10/23/2003 11:00PM

Old making way for new as the races go on


LOUISVILLE, Ky. - It's not your daddy's Churchill Downs any more.

Bulldozed and gone are the clubhouse boxes on the finish line, the Eclipse Room, the old Turf Club, and any number of nooks and crannies that generations of Churchill fans once made their homes away from home. For some people, the demolition of their favorite spots, ones that held so many memories, is sad. But for others, the reconstruction of Churchill was something that was long overdue, and as inconvenient and unsightly as the next 18 months might be, the benefits of Churchill's $121 million renovation will far outweigh the regrets.

"My gosh, this place is 129 years old," said Tony Terry, longtime track publicist, during a recent tour of the Churchill frontside. "Some-thing had to change."

For the next three meets (fall 2003, spring 2004, and fall 2004), or until the renovation reaches its scheduled completion in early 2005, Churchill will lay in various states of disrepair and disuse. For the 27-day meet that begins Sunday, virtually all of the old clubhouse section is off limits, except for a far-removed, group-seating tent on the clubhouse turn and several sections under the Twin Spires, the famed landmark that was spared the wrecking the ball for obvious historical reasons. Fans who grew accustomed to their old comfort zones at Churchill are being asked to make substantive changes, at least racetrack lifestyle-wise.

"People being creatures of habit, they're going to have to find their own new little niche," said Terry. "They're going to find that this isn't the old Churchill Downs. The new one - it'll be even better."

In the meantime, the going might be a little rough. Gate 1, which is adjacent to the Kentucky Derby Museum, will be the only admission gate in use, meaning many fans will have to ride a shuttle bus from the Longfield Ave. parking lot before and after the races. And although there still are some 20,000 outdoor seats, many are old-style aluminum bleachers in the grandstand. All seating currently available ends about 40 yards from the finish line.

Churchill has hoisted a temporary trailer several stories above the finish line to accommodate the computerized photo-finish system, pan-shot camera, stewards, placing judges and other officials. Conspicuously lacking an elevator, the trailer is 96 steps from ground to entrance, "as in that '60s song '96 Tears,' by Question Mark and the Mysterians," quipped Terry.

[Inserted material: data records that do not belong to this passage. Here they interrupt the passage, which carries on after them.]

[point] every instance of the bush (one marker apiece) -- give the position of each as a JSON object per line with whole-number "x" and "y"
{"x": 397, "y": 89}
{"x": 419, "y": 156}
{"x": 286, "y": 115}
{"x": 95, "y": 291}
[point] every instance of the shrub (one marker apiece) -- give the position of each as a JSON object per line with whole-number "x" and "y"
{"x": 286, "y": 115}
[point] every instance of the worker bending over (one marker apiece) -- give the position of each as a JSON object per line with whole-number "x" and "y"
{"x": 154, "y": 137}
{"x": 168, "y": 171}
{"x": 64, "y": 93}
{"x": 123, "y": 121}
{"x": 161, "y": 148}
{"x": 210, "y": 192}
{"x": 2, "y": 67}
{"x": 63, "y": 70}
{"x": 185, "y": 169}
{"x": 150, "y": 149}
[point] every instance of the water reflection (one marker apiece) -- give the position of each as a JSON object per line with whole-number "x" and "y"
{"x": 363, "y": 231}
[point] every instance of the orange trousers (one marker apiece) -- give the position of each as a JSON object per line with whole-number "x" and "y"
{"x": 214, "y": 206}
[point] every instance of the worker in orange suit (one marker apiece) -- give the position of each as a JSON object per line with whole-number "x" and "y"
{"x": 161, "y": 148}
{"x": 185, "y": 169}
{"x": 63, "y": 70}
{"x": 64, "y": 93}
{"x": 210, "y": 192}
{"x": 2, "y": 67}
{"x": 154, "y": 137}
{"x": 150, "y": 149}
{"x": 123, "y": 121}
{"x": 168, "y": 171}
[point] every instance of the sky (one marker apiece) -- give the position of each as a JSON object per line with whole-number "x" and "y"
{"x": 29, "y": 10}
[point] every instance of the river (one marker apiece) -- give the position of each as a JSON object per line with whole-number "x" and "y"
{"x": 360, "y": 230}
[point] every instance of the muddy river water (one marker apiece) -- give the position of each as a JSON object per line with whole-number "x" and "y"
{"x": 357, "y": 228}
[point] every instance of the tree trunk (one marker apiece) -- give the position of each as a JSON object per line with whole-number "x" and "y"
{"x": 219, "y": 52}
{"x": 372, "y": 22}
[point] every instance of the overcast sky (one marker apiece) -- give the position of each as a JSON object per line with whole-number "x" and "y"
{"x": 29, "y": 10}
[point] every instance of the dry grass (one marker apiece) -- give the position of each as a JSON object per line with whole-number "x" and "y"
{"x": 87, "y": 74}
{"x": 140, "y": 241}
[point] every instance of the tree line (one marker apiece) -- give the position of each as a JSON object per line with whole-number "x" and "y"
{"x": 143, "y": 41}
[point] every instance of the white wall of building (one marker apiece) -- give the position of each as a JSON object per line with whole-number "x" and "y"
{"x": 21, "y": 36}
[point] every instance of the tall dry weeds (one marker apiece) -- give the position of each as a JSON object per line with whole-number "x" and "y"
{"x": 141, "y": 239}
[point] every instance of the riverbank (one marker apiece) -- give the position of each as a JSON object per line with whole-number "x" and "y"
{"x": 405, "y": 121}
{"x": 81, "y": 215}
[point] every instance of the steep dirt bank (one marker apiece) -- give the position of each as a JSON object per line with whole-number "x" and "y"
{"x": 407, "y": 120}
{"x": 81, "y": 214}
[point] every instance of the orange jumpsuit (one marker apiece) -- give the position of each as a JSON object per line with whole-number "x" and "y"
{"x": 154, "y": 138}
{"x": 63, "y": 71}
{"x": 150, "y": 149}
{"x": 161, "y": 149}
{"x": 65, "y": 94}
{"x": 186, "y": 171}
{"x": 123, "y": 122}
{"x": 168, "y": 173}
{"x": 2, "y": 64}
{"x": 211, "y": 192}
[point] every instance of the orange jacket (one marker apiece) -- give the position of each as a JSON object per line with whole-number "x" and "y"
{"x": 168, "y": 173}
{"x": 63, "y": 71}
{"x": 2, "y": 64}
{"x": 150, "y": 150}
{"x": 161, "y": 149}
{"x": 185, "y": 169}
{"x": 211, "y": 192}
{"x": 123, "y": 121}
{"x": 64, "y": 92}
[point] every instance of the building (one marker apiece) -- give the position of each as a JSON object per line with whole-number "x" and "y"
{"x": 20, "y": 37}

Barring entrance to that restricted area, probably the best vantage points for onsite fans will be one of the two giant television screens that will be positioned in the infield, or, for the more well-heeled, one of the luxurious Jockey Club suites located atop the old grandstand. Because of the high prices the suites command, everyday horseplayers will have little interest in them, but more affluent customers will have the best seats in the house, for the view from the suites are outstanding indeed. Turf club members without suites will be situated on the grandstand's fifth floor in a spacious room that will serve as temporary digs until the new turf club is built.

Acknowledging the logistical difficulties that fans might encounter, Churchill is keeping Trackside, its nearby simulcast facility, open until the renovation is complete. Also, admission on weekdays (except Nov. 27-28) will be free.

As for potential construction-related distractions, all work on the renovation will be halted during live racing hours. Until Sunday, crews had been working 16 to 18 hours per day in two shifts. The project is on schedule and on budget, said Terry.

Understandably, Churchill officials will be trying to divert fans' attention away from the renovation by offering numerous promotions and giveaways throughout the meet, including a Funny Cide bobblehead on Nov. 22, and by stressing the ongoing quality of its racing product. Steve Sexton, the track's president, said the "nature of the meet will be a bit different," but added, "We are experiencing one of the most exciting times in our history, so we hope our fans will join us in take a look at the changing face of Churchill Downs."